Later decisions by the convention increased the power of the President, notably with respect to treaties, but did not affect the executive power. The ultimate form of Article II's vesting clause is a slightly modified version of the Committee of Detail's proposal. As I have argued, its text and the Constitution's tripartite system of powers indicate that the clause uses Wilson's conception of executive power. The Convention's decisions (which are much better documented than its debates) indicate that the delegates' goal was to create a President with the Whig executive power and some additional authority, like making treaties, that had been part of the King's non-executive power.
In September, the Convention referred its nearly-completed work, based on the report of the Committee of Detail, to the Committee of Style and Arrangement. The latter committee produced the now-familiar version of the Vesting Clause of Article I, which has figured in debates about Article II. Article I gives Congress "all legislative powers herein granted," while Article II gives "the executive power." Proponents of a more-than-Whig executive power, like Alexander Hamilton as Pacificus, have relied on the contrast. The President, they argue, has all executive powers, enumerated and unenumerated, not only those herein granted.
Whether the Committee of Style, or at least Gouverneur Morris of that committee, meant to facilitate that reading is one of the great questions about the Federal Convention. If the committee had that plan, it was not in response to a recorded choice made by the convention as a whole, like the choice to reject the Virginia Plan's grant of "executive rights." Whatever the committee's plan may have been, the inference from the contrast between the two Vesting Clauses to a non-Whig executive power is weak. The King had many powers, and so in Britain there were many powers of the executive, but there is only one executive power.
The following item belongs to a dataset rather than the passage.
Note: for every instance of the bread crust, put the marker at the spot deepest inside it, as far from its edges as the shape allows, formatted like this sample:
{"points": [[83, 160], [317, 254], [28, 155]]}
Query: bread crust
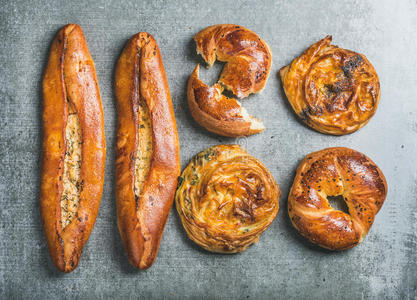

It may seem multiple because it can interact with all kinds of legal rules that it implements, but in all those interactions it remains itself: the capacity to use the resources of the government to pursue the goals given by the law, subject to the constraints found in the law. Article II confers no unenumerated executive powers, because like the executive branch, the executive power is unitary. That power, the capacity to carry out the law, is the executive power James Wilson wanted to give the new chief magistrate. Wilson proposed that understanding, and there is good reason to conclude that the delegates in general agreed with him and approved language that implemented that decision.